Mr Tsakalotos told the Greek parliament that Syriza aims to secure a swap of $27bn of Greek bonds held by the European Central Bank for longer-dated bonds at lower interest rates. “Many of Greece’s debt demands are going to be accepted,” he said.
The government is also pushing for an extension of maturities on €145bn of bail-out loans (EFSF) deep into the middle of the century to avoid a fresh crisis when they come due as a clump in the early 2020s.
The US, France, Italy, the International Monetary Fund and the top officials of the EU Council and Commission have all now called openly for debt relief, a crucial shift in position that clears the way for a possible accord.
Even German Chancellor Angela Merkel has opened the door to an extension of debt maturities. The difficulty is that this alone is no longer enough.
Greece has called for €53.5bn in fresh funds over the next three years. While much of this is recycled back out to cover maturing debts, the package requires a vote by the German Bundestag.

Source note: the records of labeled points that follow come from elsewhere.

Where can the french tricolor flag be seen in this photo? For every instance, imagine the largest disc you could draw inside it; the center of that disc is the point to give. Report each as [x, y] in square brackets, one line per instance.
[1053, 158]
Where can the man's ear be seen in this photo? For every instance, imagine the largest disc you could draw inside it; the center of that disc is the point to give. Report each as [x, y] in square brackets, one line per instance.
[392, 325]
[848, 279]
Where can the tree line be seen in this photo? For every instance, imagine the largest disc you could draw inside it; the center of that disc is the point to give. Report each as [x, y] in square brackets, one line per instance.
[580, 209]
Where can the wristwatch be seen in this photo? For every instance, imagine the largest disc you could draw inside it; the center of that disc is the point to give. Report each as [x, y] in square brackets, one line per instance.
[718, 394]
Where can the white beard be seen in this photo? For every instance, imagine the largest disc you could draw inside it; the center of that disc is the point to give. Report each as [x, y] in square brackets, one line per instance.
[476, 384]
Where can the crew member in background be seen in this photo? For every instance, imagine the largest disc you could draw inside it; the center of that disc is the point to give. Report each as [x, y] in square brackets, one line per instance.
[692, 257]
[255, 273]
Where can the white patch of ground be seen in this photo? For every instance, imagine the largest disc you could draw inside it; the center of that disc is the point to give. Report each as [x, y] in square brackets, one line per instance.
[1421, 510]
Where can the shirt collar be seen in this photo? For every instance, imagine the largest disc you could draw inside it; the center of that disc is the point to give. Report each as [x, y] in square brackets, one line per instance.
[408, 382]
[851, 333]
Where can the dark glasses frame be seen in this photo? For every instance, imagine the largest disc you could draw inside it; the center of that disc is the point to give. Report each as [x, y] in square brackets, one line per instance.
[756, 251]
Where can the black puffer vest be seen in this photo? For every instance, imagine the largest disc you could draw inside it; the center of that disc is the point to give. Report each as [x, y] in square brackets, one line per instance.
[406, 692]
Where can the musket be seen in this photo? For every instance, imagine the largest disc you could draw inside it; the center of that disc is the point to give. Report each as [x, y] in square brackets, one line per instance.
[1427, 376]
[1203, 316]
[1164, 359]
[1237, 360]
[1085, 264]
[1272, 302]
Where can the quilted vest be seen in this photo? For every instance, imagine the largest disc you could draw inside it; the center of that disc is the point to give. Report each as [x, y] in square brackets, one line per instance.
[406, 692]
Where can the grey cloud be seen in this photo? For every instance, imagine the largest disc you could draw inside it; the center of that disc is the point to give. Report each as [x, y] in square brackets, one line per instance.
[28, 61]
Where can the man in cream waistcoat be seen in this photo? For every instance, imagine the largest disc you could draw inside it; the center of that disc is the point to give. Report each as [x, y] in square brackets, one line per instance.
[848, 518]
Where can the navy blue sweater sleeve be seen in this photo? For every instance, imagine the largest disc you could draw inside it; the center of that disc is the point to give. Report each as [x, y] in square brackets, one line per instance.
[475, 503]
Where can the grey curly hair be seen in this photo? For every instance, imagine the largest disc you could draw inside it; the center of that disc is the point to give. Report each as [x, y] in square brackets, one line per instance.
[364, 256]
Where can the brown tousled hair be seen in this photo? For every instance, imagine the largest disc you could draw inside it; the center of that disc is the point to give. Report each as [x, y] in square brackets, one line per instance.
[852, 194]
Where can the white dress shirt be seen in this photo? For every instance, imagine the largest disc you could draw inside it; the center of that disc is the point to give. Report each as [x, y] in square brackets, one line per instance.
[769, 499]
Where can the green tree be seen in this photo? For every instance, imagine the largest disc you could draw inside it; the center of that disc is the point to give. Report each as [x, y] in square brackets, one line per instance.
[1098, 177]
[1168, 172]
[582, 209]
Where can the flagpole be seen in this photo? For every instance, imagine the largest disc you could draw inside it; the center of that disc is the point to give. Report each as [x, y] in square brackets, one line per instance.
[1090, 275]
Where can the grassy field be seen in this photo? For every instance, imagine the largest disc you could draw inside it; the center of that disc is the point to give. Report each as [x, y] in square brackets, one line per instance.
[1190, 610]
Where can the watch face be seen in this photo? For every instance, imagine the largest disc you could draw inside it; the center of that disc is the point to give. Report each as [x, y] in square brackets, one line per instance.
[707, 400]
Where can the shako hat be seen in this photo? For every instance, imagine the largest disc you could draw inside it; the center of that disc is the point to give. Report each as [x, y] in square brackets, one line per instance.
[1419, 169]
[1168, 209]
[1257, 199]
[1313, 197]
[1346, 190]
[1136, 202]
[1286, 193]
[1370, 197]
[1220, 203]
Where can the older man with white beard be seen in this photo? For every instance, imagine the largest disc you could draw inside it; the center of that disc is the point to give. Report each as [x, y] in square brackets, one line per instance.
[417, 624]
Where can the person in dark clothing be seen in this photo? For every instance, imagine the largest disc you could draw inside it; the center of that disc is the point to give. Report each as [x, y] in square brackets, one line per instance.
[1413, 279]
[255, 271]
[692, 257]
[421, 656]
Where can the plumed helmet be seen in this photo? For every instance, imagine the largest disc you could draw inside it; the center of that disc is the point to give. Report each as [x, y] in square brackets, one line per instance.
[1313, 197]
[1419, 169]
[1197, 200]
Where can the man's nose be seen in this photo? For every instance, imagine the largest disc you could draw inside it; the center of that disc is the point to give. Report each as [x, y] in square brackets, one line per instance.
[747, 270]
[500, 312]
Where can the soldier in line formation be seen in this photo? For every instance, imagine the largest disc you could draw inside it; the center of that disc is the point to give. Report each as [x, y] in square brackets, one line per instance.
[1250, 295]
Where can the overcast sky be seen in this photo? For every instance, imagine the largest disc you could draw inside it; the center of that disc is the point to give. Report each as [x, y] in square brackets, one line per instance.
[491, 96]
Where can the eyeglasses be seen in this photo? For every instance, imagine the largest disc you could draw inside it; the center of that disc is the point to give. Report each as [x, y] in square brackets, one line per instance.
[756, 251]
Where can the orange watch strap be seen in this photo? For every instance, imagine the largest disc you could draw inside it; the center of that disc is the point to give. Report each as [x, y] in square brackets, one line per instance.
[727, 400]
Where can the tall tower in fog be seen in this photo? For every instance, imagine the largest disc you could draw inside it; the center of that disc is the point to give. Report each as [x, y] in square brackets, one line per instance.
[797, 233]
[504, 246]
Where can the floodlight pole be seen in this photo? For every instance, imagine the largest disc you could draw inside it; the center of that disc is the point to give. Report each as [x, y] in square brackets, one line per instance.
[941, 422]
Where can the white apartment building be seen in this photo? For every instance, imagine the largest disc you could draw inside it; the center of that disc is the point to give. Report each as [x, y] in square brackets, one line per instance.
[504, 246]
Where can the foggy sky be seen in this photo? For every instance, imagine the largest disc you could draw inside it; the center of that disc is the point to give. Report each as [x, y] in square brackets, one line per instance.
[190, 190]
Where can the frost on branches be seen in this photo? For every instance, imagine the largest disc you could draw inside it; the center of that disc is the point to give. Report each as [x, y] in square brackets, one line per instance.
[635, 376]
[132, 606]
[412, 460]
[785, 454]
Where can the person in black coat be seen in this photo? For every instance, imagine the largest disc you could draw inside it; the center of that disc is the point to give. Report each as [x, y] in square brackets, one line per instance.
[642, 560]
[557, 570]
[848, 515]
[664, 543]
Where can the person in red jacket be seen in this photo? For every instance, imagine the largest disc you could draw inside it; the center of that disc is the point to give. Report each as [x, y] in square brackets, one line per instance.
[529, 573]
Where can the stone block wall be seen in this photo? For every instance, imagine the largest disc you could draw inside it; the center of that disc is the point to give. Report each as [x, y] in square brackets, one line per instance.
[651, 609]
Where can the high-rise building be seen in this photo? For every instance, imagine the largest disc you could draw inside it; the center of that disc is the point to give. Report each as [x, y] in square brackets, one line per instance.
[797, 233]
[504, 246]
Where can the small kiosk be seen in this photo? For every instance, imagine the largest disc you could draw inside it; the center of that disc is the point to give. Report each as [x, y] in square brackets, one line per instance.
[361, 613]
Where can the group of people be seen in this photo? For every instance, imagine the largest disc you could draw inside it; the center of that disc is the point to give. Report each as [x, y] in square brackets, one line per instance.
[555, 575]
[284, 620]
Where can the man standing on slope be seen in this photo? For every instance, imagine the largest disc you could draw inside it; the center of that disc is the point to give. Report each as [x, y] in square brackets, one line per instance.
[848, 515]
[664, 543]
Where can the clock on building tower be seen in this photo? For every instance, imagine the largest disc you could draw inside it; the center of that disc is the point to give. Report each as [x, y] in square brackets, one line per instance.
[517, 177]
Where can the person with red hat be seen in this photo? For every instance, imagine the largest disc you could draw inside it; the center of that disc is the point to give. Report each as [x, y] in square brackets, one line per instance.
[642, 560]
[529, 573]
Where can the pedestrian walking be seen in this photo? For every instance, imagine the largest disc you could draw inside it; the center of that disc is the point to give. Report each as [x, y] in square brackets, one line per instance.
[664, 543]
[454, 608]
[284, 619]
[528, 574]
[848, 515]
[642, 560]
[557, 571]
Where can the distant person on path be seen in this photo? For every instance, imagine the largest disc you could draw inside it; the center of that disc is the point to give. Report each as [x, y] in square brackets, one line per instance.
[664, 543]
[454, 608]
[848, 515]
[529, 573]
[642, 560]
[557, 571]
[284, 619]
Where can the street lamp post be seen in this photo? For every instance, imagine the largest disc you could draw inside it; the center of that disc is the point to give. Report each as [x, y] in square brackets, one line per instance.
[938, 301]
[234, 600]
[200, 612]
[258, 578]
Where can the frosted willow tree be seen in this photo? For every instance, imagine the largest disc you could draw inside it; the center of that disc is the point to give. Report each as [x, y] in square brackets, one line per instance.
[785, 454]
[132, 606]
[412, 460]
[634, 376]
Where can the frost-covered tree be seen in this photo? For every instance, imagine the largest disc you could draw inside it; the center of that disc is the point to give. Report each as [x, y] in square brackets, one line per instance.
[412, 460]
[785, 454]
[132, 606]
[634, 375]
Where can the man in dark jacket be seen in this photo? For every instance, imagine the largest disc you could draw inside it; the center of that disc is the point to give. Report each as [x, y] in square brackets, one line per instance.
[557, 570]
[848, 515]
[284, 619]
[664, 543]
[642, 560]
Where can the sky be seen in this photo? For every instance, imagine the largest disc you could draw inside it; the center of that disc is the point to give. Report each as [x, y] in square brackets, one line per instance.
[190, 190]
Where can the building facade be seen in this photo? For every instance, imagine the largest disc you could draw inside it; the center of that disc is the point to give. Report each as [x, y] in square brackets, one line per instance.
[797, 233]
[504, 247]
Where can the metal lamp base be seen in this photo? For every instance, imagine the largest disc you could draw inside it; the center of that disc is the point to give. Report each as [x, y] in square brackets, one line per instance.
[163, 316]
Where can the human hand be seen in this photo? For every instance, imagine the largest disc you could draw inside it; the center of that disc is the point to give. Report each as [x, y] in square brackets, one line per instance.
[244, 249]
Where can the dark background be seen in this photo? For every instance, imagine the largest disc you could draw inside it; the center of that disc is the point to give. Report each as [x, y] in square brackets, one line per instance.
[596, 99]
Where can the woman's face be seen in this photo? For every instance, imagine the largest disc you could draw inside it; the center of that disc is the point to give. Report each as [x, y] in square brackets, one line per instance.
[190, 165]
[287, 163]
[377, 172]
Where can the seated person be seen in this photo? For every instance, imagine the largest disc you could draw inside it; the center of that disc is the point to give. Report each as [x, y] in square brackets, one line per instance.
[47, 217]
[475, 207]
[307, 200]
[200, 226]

Germany alone can veto any deal since it has more than 15pc of the voting weight in the bail-out fund. An estimated 100 MPs from Mrs Merkel’s Christian Democrat family have threatened to vote no.
“We have ended up with a standard bail-out package,” said Costas Lapavitsas, a Syriza MP and one of five rebels calling for the nationalisation of the banks and a return to the drachma. “What has happened shows that radical change is impossible within the constraints of monetary union,” he said.
Yorgos Kaminis, the mayor of Athens, said the stand-off with creditors has brought the country to its knees. “Greece faces a national catastrophe. If there is no deal, we will be obliged to go back to the drachma immediately. Our country will be totally isolated. You can’t be a member of Europe if you are blackmailing the whole world,” he said.
Greek industry and the tourist sector are already preparing drastic steps to defend themselves if talks collapse and the government is forced to introduce IOUs and a parallel currency.
Alexander Kaminis, head of the Greek Tourism Confederation, said he fears a breakdown of social order. “If it comes to the drachma, we’ll have to take exceptional measures. We’ll be looking at a situation where Greek resorts have to be protected by armed guards, and that is not the sort of tourism we want,” he said.
Greece is packed with travellers at the moment but Mr Kaminis said late bookings have dropped by 30pc. “This is going to materialize in a month or two,” he said
Constantine Michalos, head of the Hellenic Chambers of Commerce and a food importer, said the economy has reached near paralysis. “There is no system in place for Greek companies to transfer money about. Our life-blood has been shut off,” he said.
“People are depleting their stocks. We are going to start seeing shortages of meat by the end of the week.”
The network of chambers in the Greek islands reports that the local payments system is breaking down since nobody wants to accept transfers into backing accounts that could be seized at any moment. “The ferry operators are demanding cash up front to bring in fuel and supplies,” he said.
“The whole is economy shifting to cash. You can’t really import anything, and 40pc of Greek GDP is based on imports,” said Haris Makryniotis, who helps small businesses for Endeavor Greece.
Mr Makryniotis said his group is advising an olive processor that can’t import the tin its needs to make cans, and a peach producer that can no longer obtain wooden crates for transport. “Stocks were already low because financing costs were so high. These companies are both reducing a shift this week, and they will soon be facing a complete stop,” he said.
“We’re going to see severe shortages of basic food in Greece in less than a month,” he said.
This is the ghastly reality that Alexis Tsipras faces. He promised the Greek people that he would achieve a miracle: an end to austerity and the hated Troika Memorandum, without poisoning Greece’s ties to Europe and without having to give up the euro.
This was always dangerous political gambit. It has caught up with him. His only possible redemption at this point is to bring back the prize of debt relief.